For the remaining delegates, Crisis delivered more grim news: the world was experiencing a meteorological drought, exacerbated by large-scale forest clearing. This launched a fiery debate between the climate-change accepting bloc of the committee and the climate-change denying bloc. Sticking true to President Vladimir Putin’s stance, I stubbornly insisted that the drought was purely cyclical, and climate change was no more than a “…Western ploy to stunt Russia’s industrial growth.” Debate ensued, and I threatened to use my veto power to kill any resolution addressing climate change (like a good, productive politician).
Meanwhile, Senegal was working on a directive to fund and deliver ceramic filters to Senegal. This was one of the few directives that passed and actually had a positive impact on the world; it prompted the committee to pass more directives to deliver ceramic filters to other African countries suffering from contamination.

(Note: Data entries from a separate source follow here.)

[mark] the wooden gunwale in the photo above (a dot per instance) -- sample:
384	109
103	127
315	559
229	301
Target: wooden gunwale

As a result of growing frustration among the chairs of the committee with the political deadlock, the five permanent members of the Security Council lost their veto power and Senegal, Ukraine, Egypt, New Zealand, and Uruguay received veto power during the final committee session. The upshot of this shift in the balance of power was a rapid increase in passed directives due to a relatively ideologically homogeneous veto power-holding bloc. Directives passed that session were characterized by puns, such as “Directive Water Those” and “Quit Stalin and Fix the Issue.”
How do Model U.N. Delegates Spend their Downtime?
In between intense committee sessions, we spent most of our time intensely discussing what happened in committee, exploring the UMass Hotel (and downtown Amherst on Saturday), and eating. On Friday night, the other delegate of Russia from the UNSC and I, over some Mountain Dew and Root Beer, plotted out Russia’s plan for world domination through the UNSC (which, unfortunately did not materialize). On Saturday night delegates could either attend a dance, show off their knowledge at the trivia bowl, or relax in the hotel hallways until the 12 AM curfew.
Several debates, resolutions, pizzas eaten, and crisis alerts later, the final committee session ended, and delegates reported to the auditorium for the closing ceremony. After hearing the speakers remark on the “fruitful debate” and “diplomacy” delegates engaged in over the weekend, impressive delegates received awards. It struck me that moment that this was the last time I was going to sit in that ashen hall, wander the cafeterias of UMass, cheer on members of my committee and school who won awards, and be a high school Model U.N. delegate. It was over.
“The chair would look favorably on a motion to close debate,” UMass’ president of the international relations club sharply stated, interrupting the muffled chatter.
From a rowdy group of delegates sitting in the back, we heard a voice state “Motion to close debate.”
“That motion is in order. All in favor of closing debate?”
Loudly and proudly, I yelled “Da,” which is yes, in Russian. After the sea of “yeah’s and “Aye’s” ended, the president stated, “That motion clearly passes. I now declare UMass MUN 2016 over.”